Reflecting the more feverish atmosphere, a trade war has rocketed the most worrying risks for investors, and global policy uncertainty has hit record highs, he said.
Carney noted that across the G7 countries, the growth rate of business investment has almost halved since its peak in late 2017, leaving global expansion more dependent on consumer spending and reduces its resilience
However, while corporate profits are down, “for the moment”, the drop in expected interest rates set by central banks “has dampened the impact on stock prices”.
These comments highlight one of the essential characteristics of the world economy: the growing dependence of large companies on the price of their shares, resulting from the reduction in interest rates that continuously “tears” the markets.
This occurred yesterday when the Dow Jones index on Wall Street reached a record level, joining the other two major indices, the Nasdaq and the S & P 500, to reach record levels.
The market boom is entirely dependent on the expectation of interest rate cuts by the US Federal Reserve, perhaps at its next meeting at the end of the month, followed by further rate cuts before the end of the month.

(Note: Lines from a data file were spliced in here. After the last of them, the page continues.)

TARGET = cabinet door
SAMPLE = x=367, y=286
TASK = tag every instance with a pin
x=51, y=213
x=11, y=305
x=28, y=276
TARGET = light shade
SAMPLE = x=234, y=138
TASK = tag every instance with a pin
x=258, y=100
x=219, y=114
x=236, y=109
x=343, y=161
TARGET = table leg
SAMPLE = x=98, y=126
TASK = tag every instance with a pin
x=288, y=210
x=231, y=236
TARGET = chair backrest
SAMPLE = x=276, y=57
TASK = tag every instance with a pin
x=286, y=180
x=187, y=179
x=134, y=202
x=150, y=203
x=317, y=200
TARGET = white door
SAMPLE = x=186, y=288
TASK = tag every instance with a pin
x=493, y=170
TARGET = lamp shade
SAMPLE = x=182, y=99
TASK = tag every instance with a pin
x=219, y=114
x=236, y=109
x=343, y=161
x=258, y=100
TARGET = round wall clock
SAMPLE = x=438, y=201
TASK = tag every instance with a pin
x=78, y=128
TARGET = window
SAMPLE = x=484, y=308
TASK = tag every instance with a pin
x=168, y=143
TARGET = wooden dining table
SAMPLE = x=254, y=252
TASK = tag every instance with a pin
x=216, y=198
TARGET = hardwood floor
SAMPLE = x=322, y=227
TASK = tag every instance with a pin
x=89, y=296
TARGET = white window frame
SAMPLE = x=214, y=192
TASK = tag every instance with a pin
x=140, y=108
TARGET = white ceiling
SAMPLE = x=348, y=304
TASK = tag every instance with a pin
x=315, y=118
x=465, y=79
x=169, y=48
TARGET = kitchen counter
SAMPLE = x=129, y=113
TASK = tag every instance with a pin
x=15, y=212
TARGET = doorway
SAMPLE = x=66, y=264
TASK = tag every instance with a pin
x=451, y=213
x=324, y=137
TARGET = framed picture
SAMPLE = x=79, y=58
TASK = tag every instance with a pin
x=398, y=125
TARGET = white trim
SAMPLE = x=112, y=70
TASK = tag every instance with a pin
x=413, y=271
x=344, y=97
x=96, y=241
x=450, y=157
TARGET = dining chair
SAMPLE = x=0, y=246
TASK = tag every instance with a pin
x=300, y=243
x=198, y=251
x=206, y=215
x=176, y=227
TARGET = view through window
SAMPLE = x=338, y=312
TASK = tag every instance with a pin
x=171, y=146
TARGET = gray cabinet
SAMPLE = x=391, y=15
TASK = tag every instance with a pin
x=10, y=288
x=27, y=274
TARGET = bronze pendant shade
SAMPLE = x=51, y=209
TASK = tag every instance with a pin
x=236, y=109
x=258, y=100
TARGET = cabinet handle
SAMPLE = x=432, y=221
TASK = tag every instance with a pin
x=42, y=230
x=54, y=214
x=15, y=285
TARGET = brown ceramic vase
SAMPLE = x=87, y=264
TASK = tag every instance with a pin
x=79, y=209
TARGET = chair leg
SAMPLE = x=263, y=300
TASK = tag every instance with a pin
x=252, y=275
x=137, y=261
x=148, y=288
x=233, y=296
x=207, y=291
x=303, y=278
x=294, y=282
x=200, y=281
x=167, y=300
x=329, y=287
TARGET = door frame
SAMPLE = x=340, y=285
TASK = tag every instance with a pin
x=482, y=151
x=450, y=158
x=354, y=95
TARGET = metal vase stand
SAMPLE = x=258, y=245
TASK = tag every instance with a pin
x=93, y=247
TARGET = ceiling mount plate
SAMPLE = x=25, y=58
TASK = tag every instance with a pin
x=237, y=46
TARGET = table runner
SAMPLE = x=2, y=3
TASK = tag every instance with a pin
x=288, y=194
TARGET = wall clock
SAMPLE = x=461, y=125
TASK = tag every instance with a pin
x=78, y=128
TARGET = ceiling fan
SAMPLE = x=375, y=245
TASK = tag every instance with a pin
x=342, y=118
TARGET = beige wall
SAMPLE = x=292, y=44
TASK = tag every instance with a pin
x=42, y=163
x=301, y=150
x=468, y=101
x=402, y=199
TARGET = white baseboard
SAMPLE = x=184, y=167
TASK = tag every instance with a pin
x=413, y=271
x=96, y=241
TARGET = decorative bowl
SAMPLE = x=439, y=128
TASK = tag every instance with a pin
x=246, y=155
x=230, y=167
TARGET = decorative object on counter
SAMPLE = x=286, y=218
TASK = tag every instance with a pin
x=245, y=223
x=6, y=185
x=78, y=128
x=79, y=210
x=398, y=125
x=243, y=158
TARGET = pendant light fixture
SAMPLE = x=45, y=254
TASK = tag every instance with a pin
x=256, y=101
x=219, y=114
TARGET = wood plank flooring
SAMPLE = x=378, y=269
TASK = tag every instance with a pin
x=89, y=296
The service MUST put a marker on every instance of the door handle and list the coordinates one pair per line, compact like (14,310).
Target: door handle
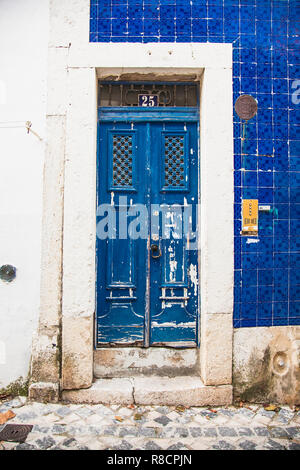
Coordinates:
(155,251)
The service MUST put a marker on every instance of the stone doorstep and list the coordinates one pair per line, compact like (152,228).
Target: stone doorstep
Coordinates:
(124,362)
(152,390)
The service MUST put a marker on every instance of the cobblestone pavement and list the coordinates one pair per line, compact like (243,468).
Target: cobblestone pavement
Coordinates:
(68,426)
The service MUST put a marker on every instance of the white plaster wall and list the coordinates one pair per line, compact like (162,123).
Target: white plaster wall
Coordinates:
(23,59)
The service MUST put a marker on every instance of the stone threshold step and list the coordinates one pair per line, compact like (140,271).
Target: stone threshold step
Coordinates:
(152,390)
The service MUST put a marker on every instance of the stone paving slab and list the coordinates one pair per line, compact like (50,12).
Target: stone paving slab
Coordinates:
(98,427)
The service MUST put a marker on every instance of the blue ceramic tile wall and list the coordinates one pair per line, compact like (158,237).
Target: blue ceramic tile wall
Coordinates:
(266,64)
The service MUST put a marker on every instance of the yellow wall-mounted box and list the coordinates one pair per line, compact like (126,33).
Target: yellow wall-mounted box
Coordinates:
(250,217)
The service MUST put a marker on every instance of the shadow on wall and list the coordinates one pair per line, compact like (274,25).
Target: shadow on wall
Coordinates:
(267,365)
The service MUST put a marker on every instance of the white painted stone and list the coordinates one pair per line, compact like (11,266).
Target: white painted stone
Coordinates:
(216,348)
(23,55)
(188,391)
(122,362)
(266,364)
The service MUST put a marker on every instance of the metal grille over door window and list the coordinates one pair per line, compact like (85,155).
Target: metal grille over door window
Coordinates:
(174,161)
(122,160)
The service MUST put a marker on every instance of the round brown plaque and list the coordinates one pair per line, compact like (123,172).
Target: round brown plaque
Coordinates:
(246,107)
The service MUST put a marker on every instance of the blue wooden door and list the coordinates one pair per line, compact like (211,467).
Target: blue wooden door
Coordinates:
(147,267)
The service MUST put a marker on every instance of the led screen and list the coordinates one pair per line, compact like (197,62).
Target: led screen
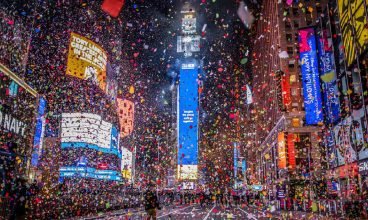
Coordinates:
(188,122)
(86,130)
(328,77)
(126,163)
(87,60)
(310,75)
(39,131)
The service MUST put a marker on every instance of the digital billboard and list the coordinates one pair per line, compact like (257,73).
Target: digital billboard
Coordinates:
(310,76)
(88,172)
(39,131)
(281,149)
(87,60)
(188,122)
(329,80)
(86,130)
(126,116)
(353,23)
(126,163)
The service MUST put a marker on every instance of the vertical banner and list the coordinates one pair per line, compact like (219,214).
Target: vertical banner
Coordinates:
(39,132)
(291,150)
(329,81)
(236,155)
(353,23)
(310,75)
(281,150)
(244,167)
(188,122)
(87,60)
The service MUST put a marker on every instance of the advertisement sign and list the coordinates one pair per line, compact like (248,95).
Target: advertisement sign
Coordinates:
(329,81)
(236,155)
(86,130)
(39,131)
(18,107)
(281,150)
(285,89)
(126,163)
(310,75)
(126,116)
(244,166)
(87,60)
(188,122)
(331,149)
(291,150)
(363,167)
(350,138)
(88,172)
(353,23)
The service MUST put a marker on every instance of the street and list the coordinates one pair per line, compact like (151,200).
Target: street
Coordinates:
(211,212)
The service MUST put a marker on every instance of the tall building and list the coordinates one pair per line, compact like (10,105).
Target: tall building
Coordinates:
(126,116)
(188,99)
(286,143)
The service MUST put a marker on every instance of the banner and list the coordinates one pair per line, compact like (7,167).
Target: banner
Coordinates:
(328,77)
(310,75)
(353,23)
(126,116)
(87,60)
(39,131)
(285,88)
(86,130)
(281,150)
(291,150)
(188,122)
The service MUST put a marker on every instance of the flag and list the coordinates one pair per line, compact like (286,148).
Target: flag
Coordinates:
(112,7)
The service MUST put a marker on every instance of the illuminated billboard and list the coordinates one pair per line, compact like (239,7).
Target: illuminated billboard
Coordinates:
(353,23)
(39,132)
(87,60)
(126,163)
(310,76)
(188,122)
(328,76)
(281,149)
(86,130)
(88,172)
(126,116)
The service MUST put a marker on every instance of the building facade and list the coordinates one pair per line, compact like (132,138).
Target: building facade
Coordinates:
(287,142)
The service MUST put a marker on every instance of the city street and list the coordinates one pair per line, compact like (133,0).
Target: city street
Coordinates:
(128,109)
(211,212)
(191,212)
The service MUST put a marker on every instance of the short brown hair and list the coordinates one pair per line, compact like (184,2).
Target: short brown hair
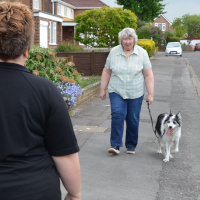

In its report on the new record, The Wall Street Journal quoted comments from Jim Baird, Investment Director at Plante Moran Financial Advisors. He added that if the economic data indicated that the Fed had decided that it did not need to proceed in an “aggressive” way, investors would probably be disappointed and any indication that the Fed would not reduce rates would be a catalyst increased volatility.
In other words, any notion of independence of the Fed has disappeared. The US central bank has its head in the air to ensure that nothing stands in the way of wealth accumulation by speculation in the financial markets.